E mesmo que os anos tenham passado, este LiS: Double Exposure parece mais jovem do que nunca. De fato, não foi minha imaginação ao jogar o teste, as animações faciais são muito caprichadas e isso também é explorado na narrativa, onde é mais fácil ler alguns pequenos gestos que podem deixar pistas ou levantar suspeitas sobre segundas intenções. Também podemos ver Max sendo feliz em uma ocasião ou outra.

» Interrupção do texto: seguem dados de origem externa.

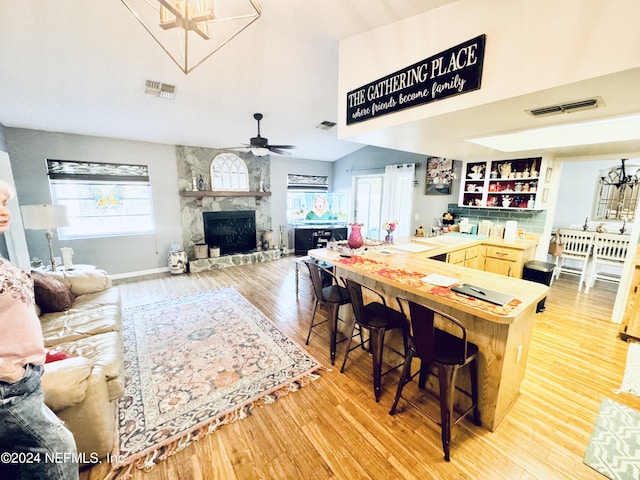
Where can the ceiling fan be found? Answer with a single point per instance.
(259, 145)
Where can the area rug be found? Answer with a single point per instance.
(195, 363)
(614, 448)
(631, 379)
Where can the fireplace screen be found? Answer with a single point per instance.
(232, 231)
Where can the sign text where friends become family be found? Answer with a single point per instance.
(452, 72)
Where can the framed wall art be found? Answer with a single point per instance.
(439, 176)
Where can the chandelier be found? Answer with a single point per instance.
(618, 193)
(619, 176)
(190, 31)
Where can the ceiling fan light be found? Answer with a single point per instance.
(260, 152)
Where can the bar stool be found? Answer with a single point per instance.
(331, 297)
(448, 353)
(376, 317)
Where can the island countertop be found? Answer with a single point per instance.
(501, 333)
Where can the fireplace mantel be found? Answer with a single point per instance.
(200, 194)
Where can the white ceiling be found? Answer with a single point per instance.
(79, 66)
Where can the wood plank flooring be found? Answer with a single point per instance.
(334, 429)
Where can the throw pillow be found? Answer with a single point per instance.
(51, 294)
(55, 356)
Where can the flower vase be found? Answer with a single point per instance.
(355, 237)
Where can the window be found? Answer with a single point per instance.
(229, 172)
(102, 199)
(617, 194)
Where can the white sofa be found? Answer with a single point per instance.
(83, 390)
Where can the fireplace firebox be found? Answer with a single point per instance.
(232, 231)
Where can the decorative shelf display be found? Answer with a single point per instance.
(502, 184)
(200, 194)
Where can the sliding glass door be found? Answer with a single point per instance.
(368, 204)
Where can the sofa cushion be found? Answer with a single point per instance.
(105, 350)
(83, 281)
(55, 356)
(91, 314)
(51, 294)
(64, 382)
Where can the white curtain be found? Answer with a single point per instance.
(397, 197)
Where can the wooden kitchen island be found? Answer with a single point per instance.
(501, 333)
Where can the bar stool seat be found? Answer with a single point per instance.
(332, 297)
(448, 353)
(377, 318)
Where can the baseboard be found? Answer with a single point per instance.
(138, 273)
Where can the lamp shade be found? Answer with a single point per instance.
(44, 217)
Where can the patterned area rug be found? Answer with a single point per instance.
(631, 379)
(195, 363)
(614, 448)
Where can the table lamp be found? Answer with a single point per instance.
(45, 217)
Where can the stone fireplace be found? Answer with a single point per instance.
(232, 231)
(196, 162)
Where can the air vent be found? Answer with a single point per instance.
(158, 89)
(326, 125)
(569, 107)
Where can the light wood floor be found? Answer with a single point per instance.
(333, 429)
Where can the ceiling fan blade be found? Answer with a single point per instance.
(275, 149)
(282, 146)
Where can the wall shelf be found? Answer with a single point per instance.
(200, 194)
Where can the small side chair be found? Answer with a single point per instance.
(377, 318)
(331, 297)
(448, 353)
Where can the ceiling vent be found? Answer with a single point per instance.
(326, 125)
(158, 89)
(569, 107)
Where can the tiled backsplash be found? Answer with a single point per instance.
(531, 220)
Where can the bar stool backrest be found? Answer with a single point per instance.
(611, 248)
(576, 244)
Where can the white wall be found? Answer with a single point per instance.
(28, 150)
(531, 45)
(372, 160)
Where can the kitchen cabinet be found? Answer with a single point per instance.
(631, 317)
(515, 184)
(505, 260)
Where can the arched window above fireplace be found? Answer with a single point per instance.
(229, 172)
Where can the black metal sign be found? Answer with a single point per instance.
(452, 72)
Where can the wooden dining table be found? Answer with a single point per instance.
(502, 333)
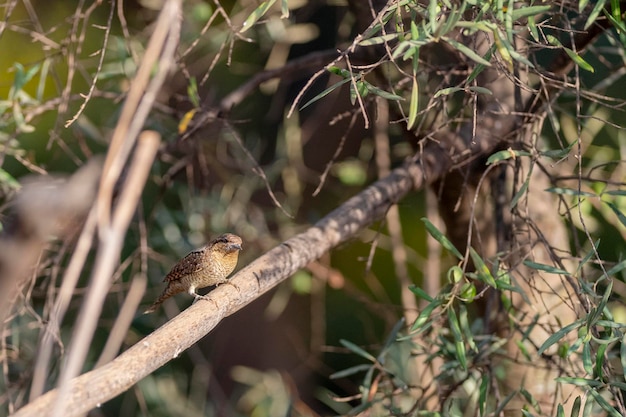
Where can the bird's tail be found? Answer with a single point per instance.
(167, 293)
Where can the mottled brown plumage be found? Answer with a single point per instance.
(207, 266)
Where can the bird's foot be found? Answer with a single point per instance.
(203, 297)
(229, 283)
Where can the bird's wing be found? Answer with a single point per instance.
(188, 265)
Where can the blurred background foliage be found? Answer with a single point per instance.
(276, 356)
(197, 190)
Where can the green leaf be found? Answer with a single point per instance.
(391, 339)
(467, 51)
(622, 356)
(447, 91)
(558, 153)
(467, 331)
(569, 191)
(600, 360)
(617, 211)
(522, 191)
(579, 382)
(617, 268)
(192, 92)
(506, 154)
(258, 13)
(532, 27)
(484, 274)
(425, 314)
(459, 345)
(594, 13)
(604, 404)
(587, 362)
(480, 90)
(479, 68)
(358, 350)
(378, 40)
(483, 391)
(439, 237)
(528, 11)
(414, 105)
(419, 292)
(578, 60)
(555, 337)
(576, 407)
(381, 93)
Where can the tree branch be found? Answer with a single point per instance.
(166, 343)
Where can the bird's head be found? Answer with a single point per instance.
(227, 243)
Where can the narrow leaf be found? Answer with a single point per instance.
(467, 51)
(555, 337)
(414, 105)
(258, 13)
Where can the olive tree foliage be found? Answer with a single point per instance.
(506, 111)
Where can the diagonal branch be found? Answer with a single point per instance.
(166, 343)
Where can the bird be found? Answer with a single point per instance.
(204, 267)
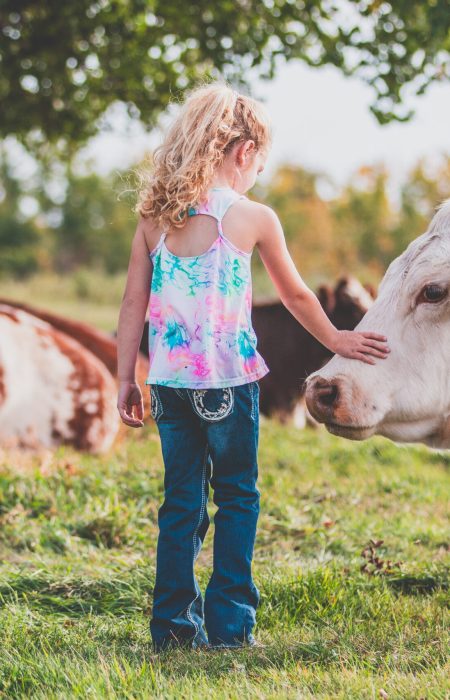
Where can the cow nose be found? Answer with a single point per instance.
(327, 394)
(322, 397)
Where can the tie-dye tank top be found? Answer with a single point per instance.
(200, 329)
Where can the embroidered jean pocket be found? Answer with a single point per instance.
(156, 409)
(212, 404)
(254, 389)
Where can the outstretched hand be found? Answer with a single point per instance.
(361, 345)
(130, 404)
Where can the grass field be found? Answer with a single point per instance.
(77, 543)
(77, 556)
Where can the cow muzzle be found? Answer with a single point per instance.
(338, 404)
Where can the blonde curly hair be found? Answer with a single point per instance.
(213, 119)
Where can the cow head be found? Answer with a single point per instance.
(405, 397)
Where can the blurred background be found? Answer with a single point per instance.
(357, 91)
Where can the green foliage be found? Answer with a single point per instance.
(96, 225)
(19, 236)
(77, 556)
(88, 231)
(64, 64)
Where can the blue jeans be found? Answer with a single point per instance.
(208, 436)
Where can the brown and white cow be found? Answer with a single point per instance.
(100, 344)
(405, 397)
(52, 390)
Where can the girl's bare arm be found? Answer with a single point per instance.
(134, 306)
(302, 302)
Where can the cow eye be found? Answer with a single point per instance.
(432, 294)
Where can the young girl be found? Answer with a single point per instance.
(192, 250)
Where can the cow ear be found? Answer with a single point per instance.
(327, 298)
(371, 289)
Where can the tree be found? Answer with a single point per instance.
(64, 63)
(363, 219)
(95, 224)
(21, 241)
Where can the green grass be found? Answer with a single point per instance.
(77, 556)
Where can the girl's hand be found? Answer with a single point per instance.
(130, 404)
(360, 345)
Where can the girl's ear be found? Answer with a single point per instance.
(245, 150)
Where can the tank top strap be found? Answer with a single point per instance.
(157, 247)
(218, 202)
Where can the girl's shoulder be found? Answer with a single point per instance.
(150, 231)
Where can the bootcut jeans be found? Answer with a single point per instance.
(208, 437)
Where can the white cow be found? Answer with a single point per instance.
(405, 397)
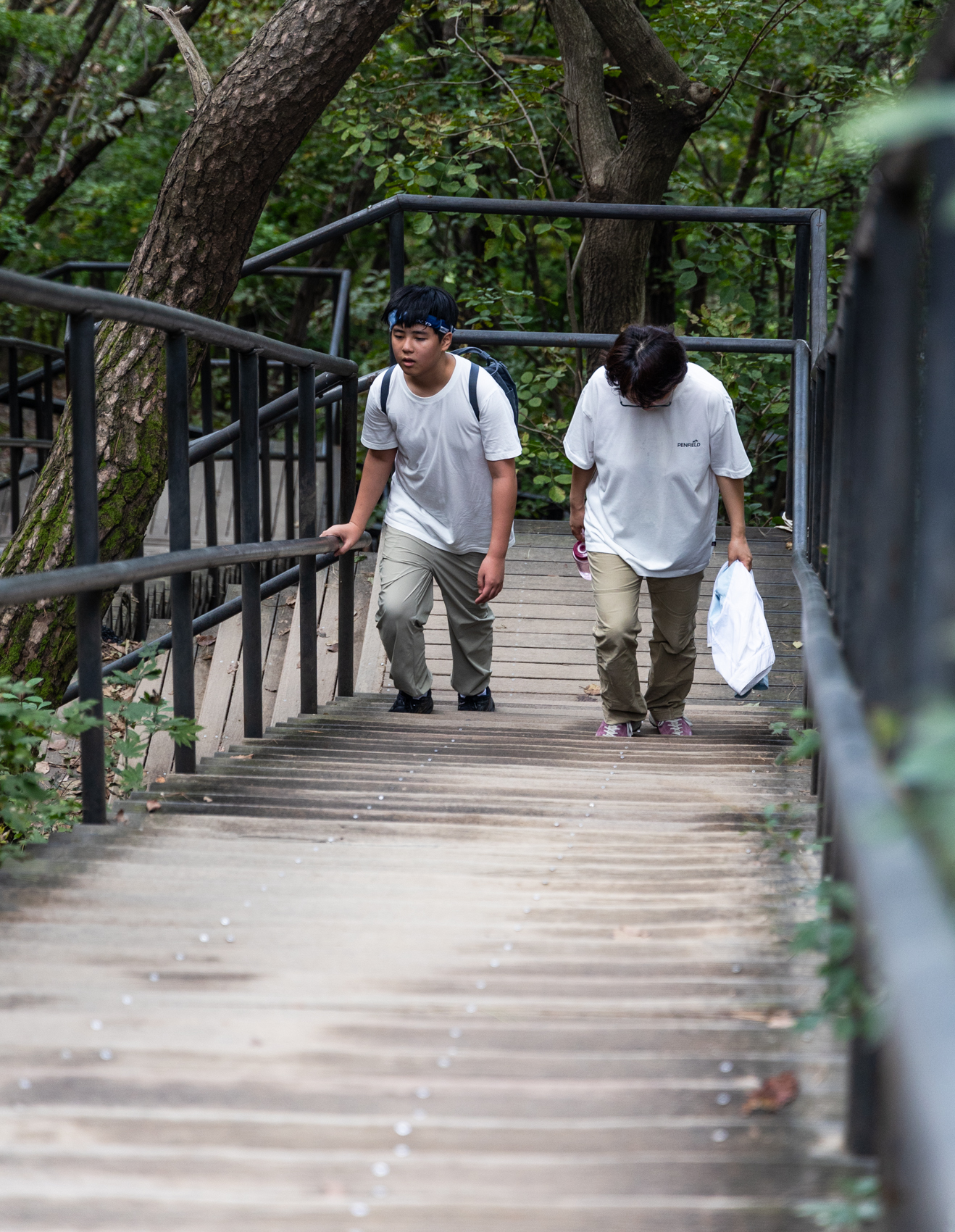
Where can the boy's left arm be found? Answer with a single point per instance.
(733, 493)
(503, 503)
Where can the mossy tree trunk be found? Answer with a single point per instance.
(666, 110)
(212, 196)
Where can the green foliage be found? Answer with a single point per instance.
(846, 1003)
(448, 104)
(131, 723)
(926, 773)
(805, 741)
(859, 1204)
(30, 809)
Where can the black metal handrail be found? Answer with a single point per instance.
(810, 272)
(89, 578)
(874, 556)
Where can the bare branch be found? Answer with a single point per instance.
(199, 74)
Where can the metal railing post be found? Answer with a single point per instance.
(235, 466)
(346, 563)
(396, 259)
(288, 465)
(209, 468)
(307, 529)
(16, 430)
(265, 461)
(45, 429)
(800, 445)
(86, 517)
(180, 538)
(819, 285)
(251, 621)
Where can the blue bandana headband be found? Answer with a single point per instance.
(441, 327)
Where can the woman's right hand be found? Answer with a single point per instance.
(348, 533)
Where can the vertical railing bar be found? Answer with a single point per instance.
(346, 563)
(819, 285)
(180, 538)
(396, 259)
(86, 540)
(288, 382)
(800, 444)
(46, 429)
(265, 462)
(209, 468)
(307, 529)
(251, 626)
(16, 429)
(235, 465)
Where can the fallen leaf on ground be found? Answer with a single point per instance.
(775, 1093)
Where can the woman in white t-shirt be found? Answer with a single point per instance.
(654, 445)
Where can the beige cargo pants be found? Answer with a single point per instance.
(407, 570)
(672, 644)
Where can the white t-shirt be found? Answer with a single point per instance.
(441, 484)
(654, 496)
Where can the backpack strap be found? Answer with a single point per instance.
(385, 385)
(472, 390)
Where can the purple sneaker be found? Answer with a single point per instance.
(617, 730)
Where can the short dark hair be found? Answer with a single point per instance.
(646, 362)
(413, 306)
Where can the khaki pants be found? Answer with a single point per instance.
(407, 570)
(672, 646)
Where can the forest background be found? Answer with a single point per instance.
(469, 100)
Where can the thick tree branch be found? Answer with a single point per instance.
(199, 74)
(63, 79)
(57, 184)
(647, 70)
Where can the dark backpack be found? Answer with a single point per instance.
(497, 370)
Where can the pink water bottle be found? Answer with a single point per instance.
(580, 561)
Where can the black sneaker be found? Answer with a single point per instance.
(407, 705)
(478, 702)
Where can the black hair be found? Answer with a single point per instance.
(646, 362)
(413, 306)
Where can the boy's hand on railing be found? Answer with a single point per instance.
(491, 578)
(740, 551)
(348, 533)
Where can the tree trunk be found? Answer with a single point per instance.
(212, 196)
(666, 109)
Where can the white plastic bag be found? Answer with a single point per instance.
(737, 630)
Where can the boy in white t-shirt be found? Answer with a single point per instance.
(654, 444)
(451, 504)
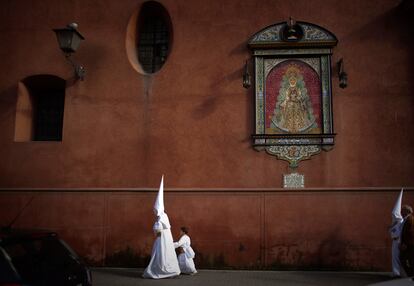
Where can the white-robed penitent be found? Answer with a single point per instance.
(395, 232)
(186, 259)
(163, 263)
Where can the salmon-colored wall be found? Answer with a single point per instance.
(192, 121)
(274, 229)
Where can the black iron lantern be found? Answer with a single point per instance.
(69, 39)
(343, 76)
(246, 76)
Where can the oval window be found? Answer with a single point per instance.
(154, 36)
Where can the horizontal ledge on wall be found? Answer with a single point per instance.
(207, 190)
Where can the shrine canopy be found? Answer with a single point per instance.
(292, 34)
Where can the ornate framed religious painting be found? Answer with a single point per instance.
(293, 94)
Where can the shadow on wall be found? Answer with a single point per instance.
(8, 103)
(333, 253)
(127, 257)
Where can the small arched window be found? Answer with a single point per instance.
(154, 36)
(40, 106)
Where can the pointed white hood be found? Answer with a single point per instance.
(159, 202)
(396, 212)
(159, 206)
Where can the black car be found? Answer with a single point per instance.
(39, 258)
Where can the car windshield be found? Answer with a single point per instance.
(36, 257)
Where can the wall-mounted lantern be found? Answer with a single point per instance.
(343, 76)
(69, 39)
(246, 76)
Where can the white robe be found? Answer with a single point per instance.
(395, 232)
(185, 259)
(163, 263)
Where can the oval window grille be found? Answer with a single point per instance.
(154, 36)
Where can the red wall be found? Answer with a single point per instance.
(192, 121)
(276, 229)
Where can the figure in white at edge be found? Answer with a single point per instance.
(186, 253)
(395, 232)
(163, 263)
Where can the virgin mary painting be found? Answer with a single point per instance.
(292, 110)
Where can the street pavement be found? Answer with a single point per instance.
(129, 276)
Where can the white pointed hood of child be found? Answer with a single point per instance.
(159, 206)
(396, 212)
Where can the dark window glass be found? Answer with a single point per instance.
(153, 36)
(48, 115)
(47, 94)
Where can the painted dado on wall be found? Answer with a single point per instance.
(192, 120)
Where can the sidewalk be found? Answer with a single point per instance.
(128, 276)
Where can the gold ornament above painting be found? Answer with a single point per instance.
(293, 93)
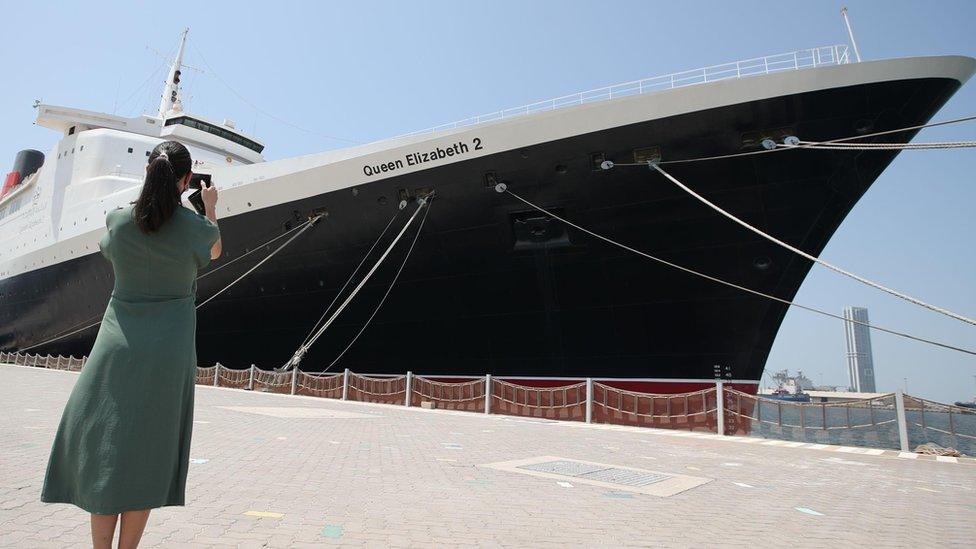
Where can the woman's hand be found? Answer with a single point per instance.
(209, 196)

As sombras e a iluminação não são tão brilhantes, e talvez mais cuidado pudesse ter sido colocado na geração de shaders nas cenas, especialmente com as fontes de luz. Mas limitações técnicas à parte, se você vier a este título, espera ver uma grande história, carregada com aquele intelectualismo moderno e moderno que é tão inerente à sua jogabilidade quanto os estranhos poderes de seus protagonistas. Da mesma forma, é bom ver um mundo como o de hoje, no qual parece que certos valores de respeito pela igualdade entre todas as pessoas, independentemente de sexo, gênero, identidade ou raça, continuam a ser normalizados, oferecendo um lugar seguro no qual qualquer pessoa pode se sentir representada, especialmente nos grupos mais ocultos aos olhos de nossa sociedade. Bravo para os roteiristas também.
A sensação de surpresa de Life is Strange: Double Exposure não atinge com a mesma força que Life is Strange fez há nove anos, mas conseguiu me envolver novamente por algumas horas para alcançar um personagem que eu queria ver há muito tempo e me deixar com uma sensação de enriquecimento pessoal depois de jogá-lo. Um título tentador para quem precisa de uma história nas noites frias de outono que se aproximam.